🤖 AI Summary
Existing Graph-based Retrieval-Augmented Generation (GRAG) methods face three key bottlenecks: shallow and narrow relational modeling, low reasoning efficiency, and weak interpretability—especially on complex queries and large-scale knowledge graphs. To address these, we propose a community-level stepwise reasoning paradigm and introduce the first two-stage graph reasoning framework operating at the community granularity. Stage I performs global topological awareness via community detection and coarse-grained pruning; Stage II executes fine-grained pruning and structure-aware Community-to-Text encoding to realize dual-path subgraph-to-text transformation, tightly coupled with large language model (LLM) co-reasoning. Evaluated on multi-task benchmarks, our method achieves significant gains in both accuracy and inference speed—reducing graph query latency by over 30%—while generating answers grounded in explicit, human-readable subgraph evidence.

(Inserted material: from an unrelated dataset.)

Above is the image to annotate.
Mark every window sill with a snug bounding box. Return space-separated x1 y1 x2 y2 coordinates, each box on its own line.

The approach thus delivers strong interpretability, high scalability, and robust performance across diverse GRAG scenarios.
📝 Abstract
Graph Retrieval Augmented Generation (GRAG) is a novel paradigm that takes the naive RAG system a step further by integrating graph information, such as knowledge graph (KGs), into large-scale language models (LLMs) to mitigate hallucination. However, existing GRAG still encounter limitations: 1) simple paradigms usually fail with the complex problems due to the narrow and shallow correlations capture from KGs 2) methods of strong coupling with KGs tend to be high computation cost and time consuming if the graph is dense. In this paper, we propose the Fast Think-on-Graph (FastToG), an innovative paradigm for enabling LLMs to think ``community by community"within KGs. To do this, FastToG employs community detection for deeper correlation capture and two stages community pruning - coarse and fine pruning for faster retrieval. Furthermore, we also develop two Community-to-Text methods to convert the graph structure of communities into textual form for better understanding by LLMs. Experimental results demonstrate the effectiveness of FastToG, showcasing higher accuracy, faster reasoning, and better explainability compared to the previous works.